You see why these statistics are a bit muddy?
Nevertheless, those numbers are troubling, but this headline from a recent article published by Christianity Today caught my eye.
It sadly did not surprise me. Not only have I been pastoring for decades and have seen this, but I am also a parent of two adult children. Statistically speaking, in my own home, we have only seen fifty percent of our children remain faithful in the church.
Rather than repeat all the article states, you can either click the image above or here to read it in its entirety.
According to the data here, the numbers seem to give a good representation of the trend. Just looking across the congregation I pastor, knowing that many of the fifty and sixty-year-olds have adult children who were very active in children's and youth ministry programs years ago, it is hard to debate the veracity of the numbers.
Simply put - an active youth group does not always lead to an engaged church of adults years later.
Some, it must be noted, do move from Southern Baptist churches to non-denominational churches or those who align in different denominations. Those as well as the defectors are counted as the half that leave. The fact is this is a reality that Southern Baptists (and I'd say many other denominations) did not face forty or fifty years ago.
But, as they say, times have changed. The sad reality is the model of family ministry in many churches has not.

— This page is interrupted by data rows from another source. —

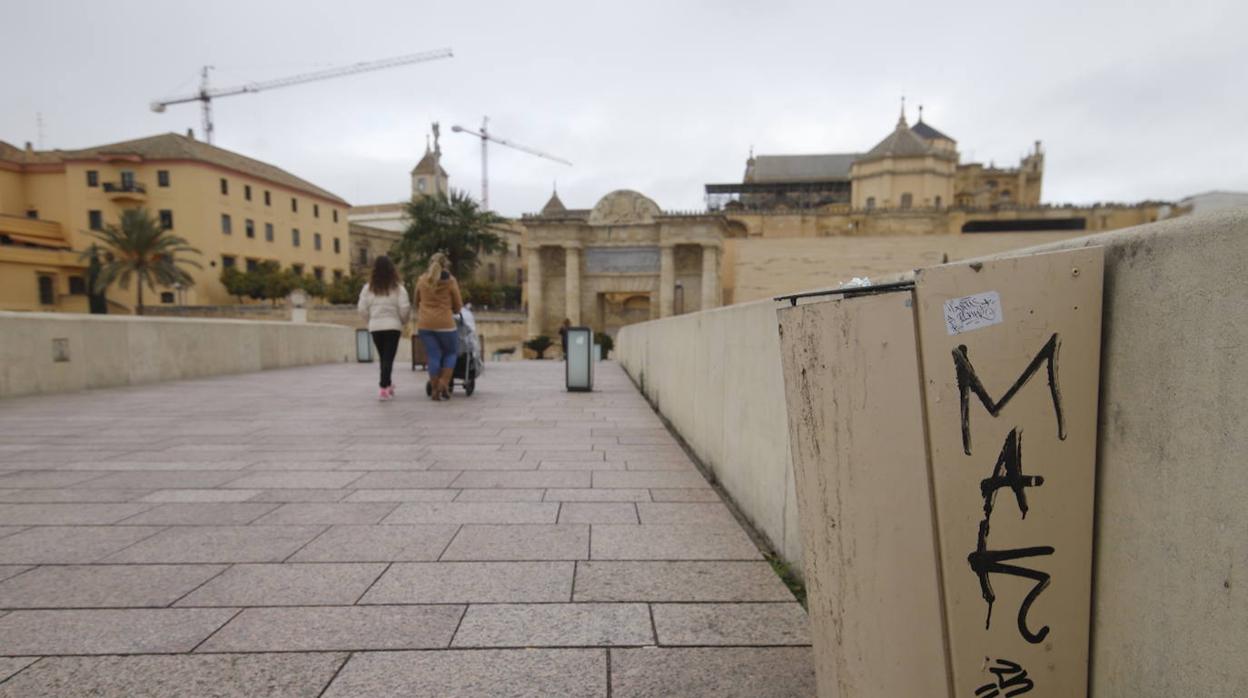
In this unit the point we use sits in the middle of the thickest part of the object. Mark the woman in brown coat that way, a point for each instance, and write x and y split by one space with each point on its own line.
437 300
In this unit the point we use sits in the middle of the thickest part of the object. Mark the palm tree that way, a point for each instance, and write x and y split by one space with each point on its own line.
139 246
456 225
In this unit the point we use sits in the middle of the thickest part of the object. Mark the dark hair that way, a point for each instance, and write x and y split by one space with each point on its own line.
385 277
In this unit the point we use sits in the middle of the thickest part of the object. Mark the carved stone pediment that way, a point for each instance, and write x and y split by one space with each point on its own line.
624 207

The article draws me in, but the lamentations end as I see the call to equip families as disciple-makers as God's original plan for reaching, growing, and keeping the next generation (not just in one's local church, but in God's church wherever the zip code may be.)
Most often when statistics like this are seen, excuses are offered as to why things are the way they are. In local churches when empty pews awaken the aging congregation to the reality of the absent generation, they often seek to push more money, create new ministries, and a new hire of a minister to "fix the problem." We should know by now, that is not the answer. That has never been the answer. It's been done many times...and we are where we are.
It is this time of year when we recognize our next group of high school graduates in the church. It is a celebratory moment where families come together intentionally to honor their child. My challenge to these students will be that they not take the path previous graduates have in our church. I encourage, challenge, and plead that upon their graduation from high school they do not also seek to graduate from church. Many have in the past and our last memory of them gathered together with the covenant members of the church has been when they wore their cap and gown and stood on the stage to be recognized for their achievement.
We are coming alongside parents to change that. I wish the church had done so this way when my child was younger.
I'll write more on our strategy of making and keeping disciples alongside parents of children and teenagers soon.